Of course, machines already hugely help the musical process. They can eliminate much of the drudgery of notating, recording and disseminating compositions, search for obvious errors, auto-tune singers with dodgy intonation and much else. What they don’t have, however, is the uniquely human capacity to reflect life and death, love and loss, entirely in soundwaves.

Or perhaps I should write ‘not yet’, because what’s become obvious in recent months is the huge leaps that artificial-intelligence scientists have made with their ‘large language models’ – programs drawing on databases comprising billions of words and images.

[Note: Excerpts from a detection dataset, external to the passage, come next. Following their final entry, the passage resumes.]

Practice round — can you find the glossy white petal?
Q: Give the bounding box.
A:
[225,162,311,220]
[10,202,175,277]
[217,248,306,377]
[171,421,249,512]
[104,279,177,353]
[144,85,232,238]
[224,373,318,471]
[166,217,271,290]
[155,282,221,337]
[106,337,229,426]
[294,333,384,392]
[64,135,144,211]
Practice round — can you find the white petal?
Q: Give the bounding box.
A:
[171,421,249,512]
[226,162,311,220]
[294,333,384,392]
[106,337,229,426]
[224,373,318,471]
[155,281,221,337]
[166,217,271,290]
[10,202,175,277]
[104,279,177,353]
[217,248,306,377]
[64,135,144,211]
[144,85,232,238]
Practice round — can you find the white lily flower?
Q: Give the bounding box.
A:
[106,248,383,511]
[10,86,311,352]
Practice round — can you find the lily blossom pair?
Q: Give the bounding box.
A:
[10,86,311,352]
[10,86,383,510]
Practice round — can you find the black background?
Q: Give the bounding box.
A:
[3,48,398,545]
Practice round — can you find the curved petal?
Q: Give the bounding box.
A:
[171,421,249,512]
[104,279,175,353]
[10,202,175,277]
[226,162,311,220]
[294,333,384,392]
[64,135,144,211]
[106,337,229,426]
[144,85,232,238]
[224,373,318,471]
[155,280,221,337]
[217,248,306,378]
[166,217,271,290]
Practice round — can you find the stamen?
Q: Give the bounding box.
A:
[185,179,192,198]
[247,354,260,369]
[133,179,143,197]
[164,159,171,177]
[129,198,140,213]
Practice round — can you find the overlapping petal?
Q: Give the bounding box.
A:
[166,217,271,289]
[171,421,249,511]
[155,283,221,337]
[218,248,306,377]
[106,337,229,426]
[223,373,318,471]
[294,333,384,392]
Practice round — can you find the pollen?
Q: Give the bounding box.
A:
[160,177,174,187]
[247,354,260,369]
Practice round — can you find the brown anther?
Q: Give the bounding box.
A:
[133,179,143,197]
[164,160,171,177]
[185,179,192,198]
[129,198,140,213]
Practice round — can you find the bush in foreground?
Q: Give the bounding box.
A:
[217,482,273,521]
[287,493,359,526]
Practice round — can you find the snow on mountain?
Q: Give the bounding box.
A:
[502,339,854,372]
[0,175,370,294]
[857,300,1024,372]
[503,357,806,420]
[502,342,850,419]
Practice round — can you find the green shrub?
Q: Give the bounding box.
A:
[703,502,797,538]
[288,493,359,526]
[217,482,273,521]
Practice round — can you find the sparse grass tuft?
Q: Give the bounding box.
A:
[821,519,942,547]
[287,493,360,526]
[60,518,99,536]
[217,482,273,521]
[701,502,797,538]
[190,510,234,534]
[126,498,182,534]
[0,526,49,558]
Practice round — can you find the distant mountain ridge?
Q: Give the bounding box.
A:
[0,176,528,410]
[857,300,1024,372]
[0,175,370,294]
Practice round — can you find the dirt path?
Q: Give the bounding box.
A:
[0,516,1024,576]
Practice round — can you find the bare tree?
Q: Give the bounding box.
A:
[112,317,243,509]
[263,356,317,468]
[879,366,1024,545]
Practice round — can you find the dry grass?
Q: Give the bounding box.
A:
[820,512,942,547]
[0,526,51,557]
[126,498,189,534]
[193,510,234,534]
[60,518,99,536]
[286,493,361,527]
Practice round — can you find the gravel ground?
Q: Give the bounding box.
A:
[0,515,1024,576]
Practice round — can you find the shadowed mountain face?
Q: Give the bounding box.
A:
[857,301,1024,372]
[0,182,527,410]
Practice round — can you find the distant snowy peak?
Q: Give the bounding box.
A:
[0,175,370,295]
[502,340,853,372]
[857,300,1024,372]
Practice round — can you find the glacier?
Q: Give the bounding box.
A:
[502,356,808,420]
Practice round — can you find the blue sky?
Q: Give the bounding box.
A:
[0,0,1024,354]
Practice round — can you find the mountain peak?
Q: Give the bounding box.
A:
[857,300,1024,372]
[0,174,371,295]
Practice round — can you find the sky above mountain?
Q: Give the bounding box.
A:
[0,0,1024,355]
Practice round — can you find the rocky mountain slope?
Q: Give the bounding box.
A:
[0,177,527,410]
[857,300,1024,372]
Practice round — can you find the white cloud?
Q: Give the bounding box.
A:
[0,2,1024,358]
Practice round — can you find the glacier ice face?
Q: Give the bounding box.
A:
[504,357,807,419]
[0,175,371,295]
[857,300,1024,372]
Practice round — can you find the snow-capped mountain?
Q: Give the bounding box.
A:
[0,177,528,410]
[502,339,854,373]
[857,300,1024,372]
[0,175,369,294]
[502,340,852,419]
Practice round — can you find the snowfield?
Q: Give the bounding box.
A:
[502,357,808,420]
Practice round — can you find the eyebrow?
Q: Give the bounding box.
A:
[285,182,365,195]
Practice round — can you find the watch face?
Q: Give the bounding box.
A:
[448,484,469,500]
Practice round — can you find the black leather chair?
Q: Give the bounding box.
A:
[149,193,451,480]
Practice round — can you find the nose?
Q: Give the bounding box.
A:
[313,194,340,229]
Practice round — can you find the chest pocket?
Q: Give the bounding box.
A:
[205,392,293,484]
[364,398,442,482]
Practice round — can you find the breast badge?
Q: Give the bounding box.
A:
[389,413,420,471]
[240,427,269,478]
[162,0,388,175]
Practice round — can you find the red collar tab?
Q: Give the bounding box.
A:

And, as a result, how astonishingly adept such universally available tools as ChatGPT have become at faking, well, anything you want really – pictures, videos, essays, business letters, even poetry.

I have no idea whether the warnings of concerned scientists about the impact of these chatbots on humanity – warnings that range from massive job losses and the increasingly dangerous spreading of fake news to the subjugation of our entire species – are credible or not. Pondering such things is well above my pay grade. But I do have a few thoughts about the impact on our artform.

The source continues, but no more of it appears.